When he stops the camera on a painting longer than the others, I study it, trying to figure out what about the colors he wants more time to appreciate. Why he’s spending it on these brushstrokes over the others.

Eventually he starts to move again. He’s crossing to the opposite wall when a brunette passes him, her eyes not leaving him and her mouth turning up. She’s almost out of sight when the camera follows, keeping her in view longer.

That’s the one drawback of Foster—among the culture and city sights are smooth legs in short skirts. I usually ignore them, but this one keeps cutting into the shot. The artwork’s always off to the side to include at least her ass.

It starts to look like she’ll be a permanent part of the tour, and I roll my eyes. I open the chat between us for the first time, not paying attention to the prompt telling me to say hi to my tour guide.

SAINTR: Not that she isn’t pretty, but a little more art, maybe?

Miles said a few of the surrogates were sent glasses with a camera in them to test. Foster must be one because as soon as I hit send on the message, the video shifts down to his phone in his hand, and I can see the red dot by the chat icon in the corner.

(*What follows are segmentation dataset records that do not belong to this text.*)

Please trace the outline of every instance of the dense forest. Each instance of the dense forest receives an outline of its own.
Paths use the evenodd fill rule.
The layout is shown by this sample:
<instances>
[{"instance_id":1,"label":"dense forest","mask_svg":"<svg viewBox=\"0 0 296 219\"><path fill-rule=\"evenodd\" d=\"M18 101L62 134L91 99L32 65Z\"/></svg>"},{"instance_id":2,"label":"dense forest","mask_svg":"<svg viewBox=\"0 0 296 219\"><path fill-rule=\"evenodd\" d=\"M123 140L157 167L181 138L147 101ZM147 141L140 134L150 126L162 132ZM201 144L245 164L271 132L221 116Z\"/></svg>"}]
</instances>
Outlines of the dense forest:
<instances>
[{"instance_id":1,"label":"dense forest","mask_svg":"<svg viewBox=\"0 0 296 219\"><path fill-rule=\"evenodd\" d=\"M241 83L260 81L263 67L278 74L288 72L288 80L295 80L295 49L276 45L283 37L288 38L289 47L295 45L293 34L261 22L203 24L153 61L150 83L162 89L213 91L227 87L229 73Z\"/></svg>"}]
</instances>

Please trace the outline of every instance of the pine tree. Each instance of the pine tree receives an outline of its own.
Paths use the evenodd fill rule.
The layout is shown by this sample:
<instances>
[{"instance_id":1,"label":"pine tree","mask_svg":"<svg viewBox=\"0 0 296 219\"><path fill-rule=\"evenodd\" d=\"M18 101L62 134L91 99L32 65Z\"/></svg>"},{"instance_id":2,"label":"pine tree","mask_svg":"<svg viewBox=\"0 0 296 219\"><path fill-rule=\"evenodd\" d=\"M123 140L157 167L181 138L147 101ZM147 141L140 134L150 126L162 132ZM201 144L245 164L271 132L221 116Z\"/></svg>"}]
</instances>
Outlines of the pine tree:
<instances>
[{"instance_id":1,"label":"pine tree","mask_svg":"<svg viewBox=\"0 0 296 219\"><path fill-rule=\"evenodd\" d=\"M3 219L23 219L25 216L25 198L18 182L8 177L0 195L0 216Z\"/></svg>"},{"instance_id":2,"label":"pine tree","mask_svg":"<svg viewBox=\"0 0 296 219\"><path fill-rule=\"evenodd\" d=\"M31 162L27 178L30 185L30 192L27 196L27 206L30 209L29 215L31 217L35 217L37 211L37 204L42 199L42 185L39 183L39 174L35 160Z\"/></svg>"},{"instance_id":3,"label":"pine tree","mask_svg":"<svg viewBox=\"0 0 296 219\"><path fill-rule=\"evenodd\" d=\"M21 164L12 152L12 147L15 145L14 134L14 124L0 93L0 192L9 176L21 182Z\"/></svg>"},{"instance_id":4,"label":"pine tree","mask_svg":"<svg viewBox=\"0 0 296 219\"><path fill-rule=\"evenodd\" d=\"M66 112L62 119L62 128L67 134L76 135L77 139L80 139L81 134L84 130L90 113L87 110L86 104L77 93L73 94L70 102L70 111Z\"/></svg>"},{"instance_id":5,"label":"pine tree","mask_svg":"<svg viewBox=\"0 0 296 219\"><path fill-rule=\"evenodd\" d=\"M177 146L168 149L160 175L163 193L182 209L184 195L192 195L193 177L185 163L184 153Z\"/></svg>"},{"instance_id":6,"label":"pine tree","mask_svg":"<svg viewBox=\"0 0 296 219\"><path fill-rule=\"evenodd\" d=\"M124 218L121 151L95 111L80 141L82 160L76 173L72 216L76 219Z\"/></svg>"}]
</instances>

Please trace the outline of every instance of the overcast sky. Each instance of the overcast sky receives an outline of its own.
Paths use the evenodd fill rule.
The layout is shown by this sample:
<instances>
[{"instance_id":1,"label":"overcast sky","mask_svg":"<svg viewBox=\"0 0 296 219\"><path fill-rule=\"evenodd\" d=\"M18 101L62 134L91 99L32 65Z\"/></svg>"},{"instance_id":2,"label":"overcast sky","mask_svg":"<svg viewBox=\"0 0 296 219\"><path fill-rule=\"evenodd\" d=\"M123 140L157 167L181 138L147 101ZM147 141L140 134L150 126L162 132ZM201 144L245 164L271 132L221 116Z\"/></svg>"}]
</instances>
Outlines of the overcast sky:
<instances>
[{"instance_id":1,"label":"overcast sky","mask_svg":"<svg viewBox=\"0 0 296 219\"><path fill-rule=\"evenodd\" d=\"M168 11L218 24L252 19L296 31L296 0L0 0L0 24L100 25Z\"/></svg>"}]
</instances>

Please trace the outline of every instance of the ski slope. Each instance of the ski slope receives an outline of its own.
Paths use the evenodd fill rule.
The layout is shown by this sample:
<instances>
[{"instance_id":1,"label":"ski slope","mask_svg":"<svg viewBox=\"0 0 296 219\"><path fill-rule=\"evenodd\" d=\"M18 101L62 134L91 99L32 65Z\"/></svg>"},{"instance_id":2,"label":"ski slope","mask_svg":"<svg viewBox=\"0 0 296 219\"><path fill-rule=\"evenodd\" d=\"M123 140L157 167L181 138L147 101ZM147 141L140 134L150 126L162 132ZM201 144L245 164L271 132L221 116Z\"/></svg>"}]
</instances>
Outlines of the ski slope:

Instead of opening it, the camera moves back and forth, as if he were shaking his head, and then he looks up again.

“Calm down, Remi Saint,” a low voice says into my ears. “We’ll go look at Impressionism shit.”

Something about the way he says my name makes me smile as he walks in the opposite direction of her.

SAINTR: Thank you, Foster West.

When he glances down this time, he opens the chat and reads my messages.